PDF(Pubmed)
Abstract:
Ferulic acid (p-hydroxy-3-methoxycinnamic acid, FA) is a natural active substance present in plant cell walls, with antioxidant, anticancer, antithrombotic and other properties; it is widely used in medicine, food, and cosmetics. Production of FA by eco-friendly bioprocess is of great potential. In this study, FA was biosynthesized by metabolically engineered Escherichia coli. As the first step, the genes tal (encoding tyrosine ammonia-lyase, RsTAL) from Rhodobacter sphaeroides, sam5 (encoding p-coumarate 3-hydroxylase, SeSAM5) from Saccharothrix espanaensis and comt (encoding Caffeic acid O-methytransferase, TaCM) from Triticum aestivum were cloned in an operon on the pET plasmid backbone, E. coli strain containing this construction was proved to produce FA from L-tyrosine successfully, and confirmed the function of TaCM as caffeic acid O-methytransferase.

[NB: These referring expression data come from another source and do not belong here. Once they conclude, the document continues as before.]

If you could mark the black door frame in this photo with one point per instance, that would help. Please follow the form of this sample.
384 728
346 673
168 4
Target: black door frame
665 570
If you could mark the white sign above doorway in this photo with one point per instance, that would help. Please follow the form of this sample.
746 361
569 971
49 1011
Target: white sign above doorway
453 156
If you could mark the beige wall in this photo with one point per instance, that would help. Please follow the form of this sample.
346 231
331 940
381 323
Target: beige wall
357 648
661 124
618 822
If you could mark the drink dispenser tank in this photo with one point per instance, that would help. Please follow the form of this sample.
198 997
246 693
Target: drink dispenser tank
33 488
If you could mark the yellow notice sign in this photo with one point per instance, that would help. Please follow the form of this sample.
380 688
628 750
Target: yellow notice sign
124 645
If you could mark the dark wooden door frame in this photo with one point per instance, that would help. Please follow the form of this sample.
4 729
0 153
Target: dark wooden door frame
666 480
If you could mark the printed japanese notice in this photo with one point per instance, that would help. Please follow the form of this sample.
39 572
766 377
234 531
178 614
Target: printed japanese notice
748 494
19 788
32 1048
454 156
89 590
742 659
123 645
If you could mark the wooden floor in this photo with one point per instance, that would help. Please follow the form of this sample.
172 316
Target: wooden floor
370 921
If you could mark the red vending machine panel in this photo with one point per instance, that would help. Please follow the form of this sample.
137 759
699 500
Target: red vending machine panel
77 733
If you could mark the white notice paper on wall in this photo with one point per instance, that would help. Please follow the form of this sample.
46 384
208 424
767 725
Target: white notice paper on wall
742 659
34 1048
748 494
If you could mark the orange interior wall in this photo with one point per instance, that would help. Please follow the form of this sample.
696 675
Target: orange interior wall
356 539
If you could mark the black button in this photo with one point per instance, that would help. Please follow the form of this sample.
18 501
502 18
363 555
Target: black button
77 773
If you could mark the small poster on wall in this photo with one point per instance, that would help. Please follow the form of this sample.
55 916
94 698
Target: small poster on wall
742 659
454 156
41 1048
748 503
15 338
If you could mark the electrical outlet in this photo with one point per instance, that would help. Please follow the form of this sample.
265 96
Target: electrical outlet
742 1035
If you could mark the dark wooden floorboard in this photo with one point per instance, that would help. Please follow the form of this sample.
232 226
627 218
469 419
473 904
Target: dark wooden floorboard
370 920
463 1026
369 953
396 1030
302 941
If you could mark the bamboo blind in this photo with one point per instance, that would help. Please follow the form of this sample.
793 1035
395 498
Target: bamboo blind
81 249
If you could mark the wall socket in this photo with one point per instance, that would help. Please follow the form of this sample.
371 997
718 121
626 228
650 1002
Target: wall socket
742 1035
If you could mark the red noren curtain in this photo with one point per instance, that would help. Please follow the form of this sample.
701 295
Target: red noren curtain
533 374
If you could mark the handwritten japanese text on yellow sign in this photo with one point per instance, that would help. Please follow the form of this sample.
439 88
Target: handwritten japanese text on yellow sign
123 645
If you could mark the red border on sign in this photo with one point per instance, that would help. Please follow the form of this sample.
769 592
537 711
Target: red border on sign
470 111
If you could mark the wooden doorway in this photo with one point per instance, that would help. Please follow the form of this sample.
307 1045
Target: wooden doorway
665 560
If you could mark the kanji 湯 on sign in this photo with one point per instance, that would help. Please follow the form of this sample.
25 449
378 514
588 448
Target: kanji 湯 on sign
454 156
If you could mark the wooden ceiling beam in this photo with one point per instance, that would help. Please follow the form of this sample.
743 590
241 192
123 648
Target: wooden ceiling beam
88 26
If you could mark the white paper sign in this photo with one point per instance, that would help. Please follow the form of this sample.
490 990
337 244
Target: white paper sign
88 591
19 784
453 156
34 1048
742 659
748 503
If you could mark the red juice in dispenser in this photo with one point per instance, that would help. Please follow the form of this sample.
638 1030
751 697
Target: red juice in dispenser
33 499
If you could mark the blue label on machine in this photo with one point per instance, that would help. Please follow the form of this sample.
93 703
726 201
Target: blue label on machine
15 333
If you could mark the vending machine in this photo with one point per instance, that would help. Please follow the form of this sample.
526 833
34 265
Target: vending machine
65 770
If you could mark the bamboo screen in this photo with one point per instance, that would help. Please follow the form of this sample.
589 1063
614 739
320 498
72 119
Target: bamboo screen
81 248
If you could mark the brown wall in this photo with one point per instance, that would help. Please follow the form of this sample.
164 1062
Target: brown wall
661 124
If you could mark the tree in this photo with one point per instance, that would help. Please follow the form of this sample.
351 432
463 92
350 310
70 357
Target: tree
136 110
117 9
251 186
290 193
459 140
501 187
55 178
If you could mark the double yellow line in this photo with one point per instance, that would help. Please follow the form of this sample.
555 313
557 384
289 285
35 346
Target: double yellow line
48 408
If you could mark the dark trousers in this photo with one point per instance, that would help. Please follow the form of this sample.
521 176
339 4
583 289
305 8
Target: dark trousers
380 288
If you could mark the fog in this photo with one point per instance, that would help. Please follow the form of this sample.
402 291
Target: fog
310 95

Fermentation result revealed JM109(DE3) as a more suitable host cell for FA production than BL21(DE3). After that the genes expression strength of FA pathway were optimized by tuning of promoter strength (T7 promoter or T5 promoter) and copy number (pBR322 or p15A), and the combination p15a-T5 works best. To further improve FA production, E. coli native pntAB, encoding pyridine nucleotide transhydrogenase, was selected from five NADPH regeneration genes to supplement redox cofactor NADPH for converting p-coumaric acid into caffeic acid in FA biosynthesis process. Sequentially, to further convert caffeic acid into FA, a non-native methionine kinase (MetK from Streptomyces spectabilis) was also overexpressed. Based on the flask fermentation data which show that the engineered E. coli strain produced 212 mg/L of FA with 11.8 mg/L caffeic acid residue, it could be concluded that it is the highest yield of FA achieved by E. coli K-12 strains reported to the best of our knowledge.
摘要:
阿魏酸(对羟基-3-甲氧基肉桂酸,FA)是存在于植物细胞壁中的天然活性物质,抗氧化剂,抗癌,抗血栓和其他特性;它被广泛用于医学,食物,和化妆品。通过生态友好型生物工艺生产FA具有巨大的潜力。在这项研究中,FA由代谢工程大肠杆菌生物合成。作为第一步,基因tal(编码酪氨酸氨裂解酶,RsTAL)来自球形红细菌,sam5(编码对香豆酸3-羟化酶,SeSAM5)来自espanaensis和comt(编码咖啡酸O-甲基转移酶,将来自小麦的TaCM)克隆到pET质粒骨架上的操纵子中,证明含有该构建体的大肠杆菌菌株成功地从L-酪氨酸生产FA,并证实了TaCM作为咖啡酸O-甲基转移酶的功能。发酵结果表明,JM109(DE3)是比BL21(DE3)更适合FA生产的宿主细胞。之后,通过调节启动子强度(T7启动子或T5启动子)和拷贝数(pBR322或p15A)来优化FA途径的基因表达强度,p15a-T5的组合效果最好。为了进一步提高FA产量,大肠杆菌天然pntAB,编码吡啶核苷酸转氨酶,从五个NADPH再生基因中选择补充氧化还原辅因子NADPH,用于在FA生物合成过程中将对香豆酸转化为咖啡酸。按顺序,将咖啡酸进一步转化为FA,也过表达非天然甲硫氨酸激酶(来自标准链霉菌的MetK)。根据烧瓶发酵数据显示,工程大肠杆菌菌株产生212mg/L的FA和11.8mg/L的咖啡酸残留物,可以得出结论,据我们所知,这是大肠杆菌K-12菌株获得的最高FA产量。